Symmetric multiprocessing (SMP) involves a multiprocessor computer hardware and software architecture where two or more identical processors are connected to a single, shared main memory, have full access to all I/O devices, and are controlled by a single operating system instance that treats all processors equally, reserving none for special purposes. Most multiprocessor systems today use an SMP architecture. In the case of multi-core processors, the SMP architecture applies to the cores, treating them as separate processors.
SMP systems are tightly coupled multiprocessor systems with a pool of homogeneous processors running independently of each other. Each processor, executing different programs and working on different sets of data, has the capability of sharing common resources (memory, I/O device, interrupt system and so on) that are connected using a system bus or a crossbar.
SMP systems have centralized shared memory called main memory (MM) operating under a single operating system with two or more homogeneous processors. Usually each processor has an associated private high-speed memory known as cache memory (or cache) to speed up the main memory data access and to reduce the system bus traffic.

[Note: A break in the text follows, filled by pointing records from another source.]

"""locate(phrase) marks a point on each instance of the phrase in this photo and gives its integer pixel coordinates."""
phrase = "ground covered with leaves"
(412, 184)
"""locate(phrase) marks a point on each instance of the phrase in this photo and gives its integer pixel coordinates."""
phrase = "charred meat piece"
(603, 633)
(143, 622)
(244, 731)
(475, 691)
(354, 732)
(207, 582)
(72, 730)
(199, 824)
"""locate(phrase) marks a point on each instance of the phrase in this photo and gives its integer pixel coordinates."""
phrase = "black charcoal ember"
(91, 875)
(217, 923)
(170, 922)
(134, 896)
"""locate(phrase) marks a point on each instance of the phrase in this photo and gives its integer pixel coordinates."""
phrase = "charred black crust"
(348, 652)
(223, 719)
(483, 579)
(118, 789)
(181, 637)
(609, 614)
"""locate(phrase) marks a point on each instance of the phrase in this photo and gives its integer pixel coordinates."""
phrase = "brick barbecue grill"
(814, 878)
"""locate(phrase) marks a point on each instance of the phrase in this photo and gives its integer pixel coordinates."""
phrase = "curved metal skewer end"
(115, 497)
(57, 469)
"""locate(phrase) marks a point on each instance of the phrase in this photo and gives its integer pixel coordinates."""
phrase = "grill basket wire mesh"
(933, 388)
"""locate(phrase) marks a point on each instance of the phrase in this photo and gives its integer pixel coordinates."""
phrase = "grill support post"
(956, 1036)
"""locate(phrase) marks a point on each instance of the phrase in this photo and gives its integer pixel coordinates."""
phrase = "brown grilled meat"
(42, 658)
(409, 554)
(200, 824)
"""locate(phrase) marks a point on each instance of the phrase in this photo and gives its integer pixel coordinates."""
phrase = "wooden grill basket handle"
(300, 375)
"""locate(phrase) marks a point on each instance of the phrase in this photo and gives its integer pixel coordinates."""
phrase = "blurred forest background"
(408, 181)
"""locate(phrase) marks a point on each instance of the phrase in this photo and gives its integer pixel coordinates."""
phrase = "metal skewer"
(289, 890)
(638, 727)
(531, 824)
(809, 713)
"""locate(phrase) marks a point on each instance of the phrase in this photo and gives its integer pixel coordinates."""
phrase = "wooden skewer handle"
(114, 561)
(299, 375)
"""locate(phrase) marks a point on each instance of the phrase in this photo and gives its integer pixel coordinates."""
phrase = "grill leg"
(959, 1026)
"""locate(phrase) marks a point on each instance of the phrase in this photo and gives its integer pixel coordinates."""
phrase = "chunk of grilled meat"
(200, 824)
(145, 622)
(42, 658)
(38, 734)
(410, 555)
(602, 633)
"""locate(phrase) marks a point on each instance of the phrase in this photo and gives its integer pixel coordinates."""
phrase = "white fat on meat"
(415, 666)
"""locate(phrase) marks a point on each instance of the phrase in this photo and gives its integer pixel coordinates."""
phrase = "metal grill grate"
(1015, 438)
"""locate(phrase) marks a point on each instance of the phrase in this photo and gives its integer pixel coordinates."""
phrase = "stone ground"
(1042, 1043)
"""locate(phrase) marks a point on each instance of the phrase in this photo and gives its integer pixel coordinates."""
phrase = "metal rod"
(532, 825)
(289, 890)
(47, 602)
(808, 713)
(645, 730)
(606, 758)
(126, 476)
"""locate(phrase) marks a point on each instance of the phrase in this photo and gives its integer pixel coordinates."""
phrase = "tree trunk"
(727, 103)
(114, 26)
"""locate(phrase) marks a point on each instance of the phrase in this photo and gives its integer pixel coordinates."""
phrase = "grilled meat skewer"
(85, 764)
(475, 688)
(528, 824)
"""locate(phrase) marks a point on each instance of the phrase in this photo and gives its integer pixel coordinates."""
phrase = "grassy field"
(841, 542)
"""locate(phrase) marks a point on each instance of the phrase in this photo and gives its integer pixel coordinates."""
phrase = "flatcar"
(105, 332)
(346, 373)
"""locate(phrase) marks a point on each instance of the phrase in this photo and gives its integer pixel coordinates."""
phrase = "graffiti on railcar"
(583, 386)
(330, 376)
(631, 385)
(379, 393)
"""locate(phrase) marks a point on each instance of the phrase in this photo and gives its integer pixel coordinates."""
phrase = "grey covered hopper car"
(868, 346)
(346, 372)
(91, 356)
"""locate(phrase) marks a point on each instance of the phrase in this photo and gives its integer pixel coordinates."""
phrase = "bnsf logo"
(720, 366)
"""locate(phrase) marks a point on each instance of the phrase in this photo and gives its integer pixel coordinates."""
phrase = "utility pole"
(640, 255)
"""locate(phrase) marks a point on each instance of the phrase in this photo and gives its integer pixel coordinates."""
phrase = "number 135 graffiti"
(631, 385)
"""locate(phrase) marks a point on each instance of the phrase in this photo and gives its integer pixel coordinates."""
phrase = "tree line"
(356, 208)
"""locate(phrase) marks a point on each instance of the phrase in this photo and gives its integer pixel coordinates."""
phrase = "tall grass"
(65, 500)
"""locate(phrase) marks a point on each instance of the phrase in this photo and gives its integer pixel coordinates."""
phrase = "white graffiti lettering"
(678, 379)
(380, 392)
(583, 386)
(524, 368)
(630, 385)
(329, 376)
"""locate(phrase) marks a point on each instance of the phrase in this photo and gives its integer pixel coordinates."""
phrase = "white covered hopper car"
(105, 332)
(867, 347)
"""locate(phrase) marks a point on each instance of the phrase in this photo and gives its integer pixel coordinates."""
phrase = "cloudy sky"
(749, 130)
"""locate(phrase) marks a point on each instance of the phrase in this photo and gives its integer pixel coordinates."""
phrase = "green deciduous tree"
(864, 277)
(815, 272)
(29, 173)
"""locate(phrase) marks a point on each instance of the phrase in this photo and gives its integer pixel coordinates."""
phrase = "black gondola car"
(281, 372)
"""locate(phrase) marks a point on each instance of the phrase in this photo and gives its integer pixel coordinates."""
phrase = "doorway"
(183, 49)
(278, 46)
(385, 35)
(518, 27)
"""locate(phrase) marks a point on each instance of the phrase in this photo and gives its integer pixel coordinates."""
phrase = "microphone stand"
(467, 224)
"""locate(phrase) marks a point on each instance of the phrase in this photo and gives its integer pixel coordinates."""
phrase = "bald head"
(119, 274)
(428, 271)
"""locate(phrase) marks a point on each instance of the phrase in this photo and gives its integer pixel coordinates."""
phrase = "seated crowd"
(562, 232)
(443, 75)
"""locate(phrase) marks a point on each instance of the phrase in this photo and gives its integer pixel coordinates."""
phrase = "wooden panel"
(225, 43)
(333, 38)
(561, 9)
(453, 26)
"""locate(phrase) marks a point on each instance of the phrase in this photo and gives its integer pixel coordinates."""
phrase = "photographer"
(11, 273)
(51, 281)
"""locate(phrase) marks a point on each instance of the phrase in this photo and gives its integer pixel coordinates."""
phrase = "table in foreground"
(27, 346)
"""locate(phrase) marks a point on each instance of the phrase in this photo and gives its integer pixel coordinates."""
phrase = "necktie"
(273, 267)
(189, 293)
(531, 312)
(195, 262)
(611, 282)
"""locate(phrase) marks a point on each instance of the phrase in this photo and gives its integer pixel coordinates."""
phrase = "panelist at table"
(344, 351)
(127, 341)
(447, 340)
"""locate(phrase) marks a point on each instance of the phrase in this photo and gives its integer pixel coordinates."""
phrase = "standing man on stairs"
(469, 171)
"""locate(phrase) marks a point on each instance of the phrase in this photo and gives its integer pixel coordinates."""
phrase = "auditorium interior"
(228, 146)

Processors may be interconnected using buses, crossbar switches or on-chip mesh networks. The bottleneck in the scalability of SMP using buses or crossbar switches is the bandwidth and power consumption of the interconnect among the various processors, the memory, and the disk arrays. Mesh architectures avoid these bottlenecks, and provide nearly linear scalability to much higher processor counts at the sacrifice of programmability:
Serious programming challenges remain with this kind of architecture because it requires two distinct modes of programming; one for the CPUs themselves and one for the interconnect between the CPUs. A single programming language would have to be able to not only partition the workload, but also comprehend the memory locality, which is severe in a mesh-based architecture.
SMP systems allow any processor to work on any task no matter where the data for that task is located in memory, provided that each task in the system is not in execution on two or more processors at the same time. With proper operating system support, SMP systems can easily move tasks between processors to balance the workload efficiently.